Basin Recreation Public Affairs Manager announces retirement
Ryan Summerlin March 19, 2013
Snyderville Basin Special Recreation District’s first employee will be blazing a new trail this summer.
Bonnie Park will be retiring in May, after working for the District since 1996.
"It was a big learning curve to start with and nobody knew who Basin Recreation was for a very long time, but it has definitely become a big part of the community now," Park said.
Park served for 10 years as the Basin Recreation administrator, until stepping down in 2006 to spend more time with family. She then became the Special Projects Administrator for a few years, until she was appointed Public Affairs Manager, the position she currently holds.
"It’s a big organization now," Park said. "We have 22 full-time staff, a number of seasonal workers and we now offer a broad range of services. It’s become very big. In retrospect, as I’ve looked at this decision to move on, I prefer more ground-floor opportunities with smaller organizations. It’s just my nature"
Park said the positions she has held in the past have been with smaller organizations, and when she started with Basin Recreation, it was also smaller at the time.
"When I stepped down in 2006, I compared it to raising my third child up through adolescence. And I said, I don’t need to be in charge of this," she said.
Park began working with Basin Recreation after observing young children playing at City Park.
"I had young children and I noticed there were no other places for kids to play in the Basin other than a few little neighborhood parks," she said. "At first, working with Basin Recreation was creating places to play at a time when growth was incredible. We were able to work in conjunction with the Summit County Planning Department at the time they were revising the General Plan, much like they are now."
Basin Recreation and the Planning Department wrote provisions into the General Plan requiring park sites be dedicated as part of the development approval process, Park said.

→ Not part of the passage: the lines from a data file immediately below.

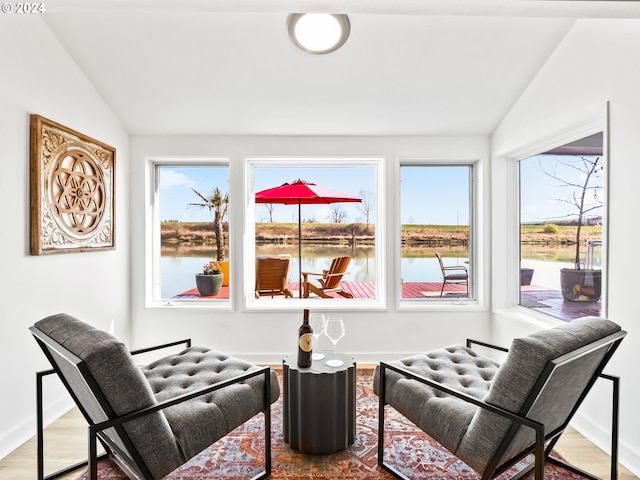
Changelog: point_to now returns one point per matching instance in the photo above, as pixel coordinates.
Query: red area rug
(240, 454)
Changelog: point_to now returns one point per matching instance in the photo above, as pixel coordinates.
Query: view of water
(178, 268)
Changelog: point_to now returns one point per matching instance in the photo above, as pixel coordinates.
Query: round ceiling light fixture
(318, 33)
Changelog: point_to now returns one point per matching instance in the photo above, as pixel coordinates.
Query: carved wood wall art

"In addition, as new development was approved, we were able to acquire trail easements so that, piece by piece, the trail system came together," she said. "A lot of people used to say, why doesn’t that trail go anywhere? And we said that it will someday. It just took a long time to get there."
Park added that when she was first hired, Basin Recreation’s board had just acquired Trailside Park.

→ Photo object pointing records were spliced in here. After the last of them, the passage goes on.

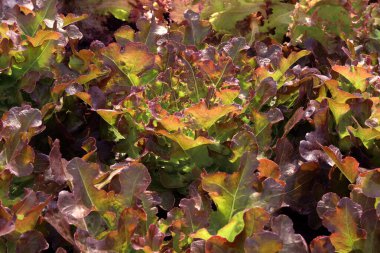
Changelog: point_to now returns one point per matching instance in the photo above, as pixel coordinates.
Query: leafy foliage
(189, 126)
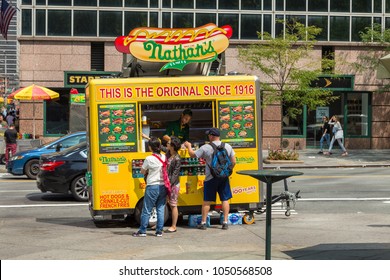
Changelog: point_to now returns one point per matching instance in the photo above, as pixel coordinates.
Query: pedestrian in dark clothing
(325, 129)
(10, 136)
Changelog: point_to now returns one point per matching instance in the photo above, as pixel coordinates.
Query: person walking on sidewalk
(325, 133)
(155, 192)
(338, 135)
(213, 185)
(10, 137)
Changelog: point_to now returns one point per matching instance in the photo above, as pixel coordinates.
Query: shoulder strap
(163, 162)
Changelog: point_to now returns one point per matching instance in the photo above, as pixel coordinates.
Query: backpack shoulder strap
(213, 145)
(163, 162)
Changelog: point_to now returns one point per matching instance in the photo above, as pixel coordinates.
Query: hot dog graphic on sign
(177, 47)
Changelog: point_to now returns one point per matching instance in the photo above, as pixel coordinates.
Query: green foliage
(289, 70)
(280, 154)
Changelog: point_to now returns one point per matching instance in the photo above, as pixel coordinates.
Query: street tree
(288, 71)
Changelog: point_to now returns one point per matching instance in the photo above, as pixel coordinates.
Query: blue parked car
(27, 162)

"We were working with the landscape architect through the approval process, and people were asking why we were building that park in the middle of nowhere. As you can see, it’s not in the middle of nowhere anymore," she laughed.
contrast, Willow Creek Park was built adjacent to several neighborhoods.

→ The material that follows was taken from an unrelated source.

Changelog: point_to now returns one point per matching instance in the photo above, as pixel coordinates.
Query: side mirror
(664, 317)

"It was a very controversial approval process, because we were putting a park in the middle of all those neighborhoods," Park said. "There were a lot of feelings about that. The idea behind the big public parks is to bring neighborhoods together, and I think that park in particular demonstrates how successful that ideology was."
Park’s efforts haven’t gone unnoticed. She recently received the Utah Recreation and Parks Association Lifetime Achievement Award
"That was a surprise," she said. "It was a very nice, thoughtful gesture and it was quite an honor."
Park said she’s proud of many things from the 17 years she’s been with Basin Recreation, but she attributes many of the accomplishments to a great working board, which she said was able to achieve a high level of interlocal cooperation.
"The board has had to be very involved with a lot of communities and works with Park City and the school district," she said. "People ask us how we get to use the school district field. Well, we offered to maintain it, which benefits everybody, because school districts are in the business of educating people. When they are going through budget struggles, they don’t necessarily want to spend a lot of money maintaining their field facilities.
"We have a demographic that values our field facilities, so if we can maintain the fields to a level that keeps them in great shape for all our recreational activities and competitive clubs, everybody wins."
Park said she is not currently searching for work but is instead going to take some time to regroup.
"I’m looking forward to taking some time off, and I have some other ideas for career paths I might want to take," she said. "For now, I’m going to do a little bit of traveling and be out on the trails. The nice thing about living where we live, you don’t have to go very far to have some fun."